Entity linker for the Dutch historical newspaper collection of the Koninklijke Bibliotheek, National Library of the Netherlands. The linker links named entity mentions in newspaper articles to relevant DBpedia descriptions using either a binary SVM classifier or a neural net. For background information, please see the project description on the Koninklijke Bibliotheek website.
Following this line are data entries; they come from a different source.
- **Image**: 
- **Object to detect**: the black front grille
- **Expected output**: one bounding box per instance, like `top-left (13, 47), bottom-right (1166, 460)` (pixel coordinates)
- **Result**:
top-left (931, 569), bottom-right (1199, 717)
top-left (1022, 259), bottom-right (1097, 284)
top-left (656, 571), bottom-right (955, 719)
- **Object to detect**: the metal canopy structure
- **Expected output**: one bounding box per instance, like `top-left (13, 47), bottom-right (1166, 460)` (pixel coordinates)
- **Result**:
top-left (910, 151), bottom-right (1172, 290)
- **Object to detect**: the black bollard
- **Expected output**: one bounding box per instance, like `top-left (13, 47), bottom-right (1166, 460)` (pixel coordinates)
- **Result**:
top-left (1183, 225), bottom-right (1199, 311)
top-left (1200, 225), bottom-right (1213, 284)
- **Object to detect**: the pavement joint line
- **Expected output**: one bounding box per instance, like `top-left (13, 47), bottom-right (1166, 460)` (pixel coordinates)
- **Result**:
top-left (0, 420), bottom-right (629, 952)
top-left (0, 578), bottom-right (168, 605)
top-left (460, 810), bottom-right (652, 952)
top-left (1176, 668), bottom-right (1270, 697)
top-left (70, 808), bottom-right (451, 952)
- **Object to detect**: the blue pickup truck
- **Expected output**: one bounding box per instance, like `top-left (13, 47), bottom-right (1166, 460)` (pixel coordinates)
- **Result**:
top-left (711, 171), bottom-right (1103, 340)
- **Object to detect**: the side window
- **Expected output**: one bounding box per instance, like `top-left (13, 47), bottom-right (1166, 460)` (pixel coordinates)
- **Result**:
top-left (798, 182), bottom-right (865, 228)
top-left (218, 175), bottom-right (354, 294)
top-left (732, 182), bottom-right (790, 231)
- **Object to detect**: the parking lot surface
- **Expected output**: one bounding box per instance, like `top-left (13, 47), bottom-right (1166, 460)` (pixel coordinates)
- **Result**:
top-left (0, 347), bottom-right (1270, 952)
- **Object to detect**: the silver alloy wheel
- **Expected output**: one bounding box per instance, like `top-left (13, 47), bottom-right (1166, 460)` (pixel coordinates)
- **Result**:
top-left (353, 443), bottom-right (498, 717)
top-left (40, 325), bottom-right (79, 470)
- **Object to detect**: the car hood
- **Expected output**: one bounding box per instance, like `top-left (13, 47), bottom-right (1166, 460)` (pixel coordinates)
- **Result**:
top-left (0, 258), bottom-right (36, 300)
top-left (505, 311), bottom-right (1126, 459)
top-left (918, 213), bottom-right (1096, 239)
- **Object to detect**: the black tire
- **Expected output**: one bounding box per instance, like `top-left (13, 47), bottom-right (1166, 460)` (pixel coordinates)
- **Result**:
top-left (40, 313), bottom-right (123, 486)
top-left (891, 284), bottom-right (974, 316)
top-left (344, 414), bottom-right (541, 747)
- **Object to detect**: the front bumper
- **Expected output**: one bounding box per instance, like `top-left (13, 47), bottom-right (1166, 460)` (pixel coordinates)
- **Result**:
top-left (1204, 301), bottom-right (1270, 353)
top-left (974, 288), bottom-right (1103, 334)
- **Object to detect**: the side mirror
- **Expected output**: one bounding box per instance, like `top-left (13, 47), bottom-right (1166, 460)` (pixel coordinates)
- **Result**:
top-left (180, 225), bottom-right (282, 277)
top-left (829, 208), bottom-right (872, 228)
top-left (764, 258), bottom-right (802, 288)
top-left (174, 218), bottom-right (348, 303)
Basic command line execution with the default values for all options:
$ cd dac
$ ./dac.py
This will link all recognized entities in a sample article using a neural network:
{'linkedNEs': [{'label': u'Winston Churchill',
'link': u'http://nl.dbpedia.org/resource/Winston_Churchill',
'prob': '0.9997673631',
'reason': 'Predicted link',
'text': u'Churchill'},
{'label': u'Willem Drees',
'link': u'http://nl.dbpedia.org/resource/Willem_Drees',
'prob': '0.9968996048',
'reason': 'Predicted link',
'text': u'Drees'},
...
Additional options when using the command line interface:
usage: dac.py [-h] [--url URL] [--ne NE] [-m MODEL] [-d] [-f] [-c] [-e]
optional arguments:
-h, --help show this help message and exit
--url URL resolver link of the article to be processed
--ne NE specific named entity to be linked
-m MODEL, --model MODEL model used for link prediction (svm, nn or bnn)
-d, --debug include unlinked entities in response
-f, --features return feature values
-c, --candidates return candidate list
-e, --errh turn on error handling
The DAC Entity Linker can be started as a web application by running:
$ ./web.py
This starts a Bottle web server listening on http://localhost:5002
. The URL parameters are similar to the command line options:
required arguments:
- url resolver link of the article to be processed
optional arguments:
- ne specific named entity to be linked
- model model used for link prediction (svm, nn or bnn)
- debug include unlinked entities in response
- features include feature values for predicted links
- candidates include the list of candidates for each entity
- callback name of a JavaScript callback function
Given the availability of training set in the format created by the DAC Web Interface, new models can be trained in two simple steps. First, the web interface training set is extended with the features values for each training example:
$ cd training
$ ./generate.py
The default input file used here is ../../../dac-web/users/tve/art.json
and the output is written to a training.csv
file. These locations can be adjusted, however, using the --input
and --output
options of the generate.py
script. The features calculated are listed in features/features.json
.
The resulting training.csv
file can now be used to train new models. Note that existing models in the models
directory will be replaced, so these need to be backed up manually if they are to be preserved. To train, for example, a new Support Vector Machine, run:
$ ./models.py -t -m svm
This will create a models/svm.pkl
file, using the feature set of features/svm.json
, that can now be applied to new named entity examples.
Full command line options for training and cross-validation:
usage: models.py [-h] [-w] [-t] [-v] [-m MODEL]
optional arguments:
-h, --help show this help message and exit
-w, --weights show the feature weights of the current model
-t, --train train and save new model
-v, --validate cross-validate new model
-m MODEL, --model MODEL model type (svm, nn or bnn)
Once one or more models have been trained, the linker performance can be evaluated on a separate training set in the format created by the DAC Web Interface. To test the performance of, e.g., a first version of a neural net, run:
$ cd training
$ ./test.py -m nn -v 1
This will evaluate the current neural network model on the ../../../dac-web/users/test-clean/art.json
file, but a different test set can be specified with the --input
option.
A summary of the results will be printed out:
Number of instances: 500
Number of correct predictions: 467
Prediction accuracy: 0.934
---
Number of correct link predictions: 347
(Min) number of link instances: 362
(Max) number of link instances: 382
(Min) link recall: 0.908376963351
(Mean) link recall: 0.933470249631
(Max) link recall: 0.958563535912
---
Number of correct link predictions: 347
Number of link predictions: 358
Link precision: 0.969273743017
---
(Mean) link F1-measure: 0.951035143299
(Max) link F1-measure: 0.963888888889
The version number specified will be used to name a file containing the full results of the test run, e.g. training/results-nn-1.csv
.
Further command line options for the test script:
usage: test.py [-h] -m MODEL -v VERSION [-i INPUT]
required arguments:
-m MODEL, --model MODEL model name (svm, nn or bnn)
-v VERSION version number
optional arguments:
-h, --help show this help message and exit
-i INPUT path to test set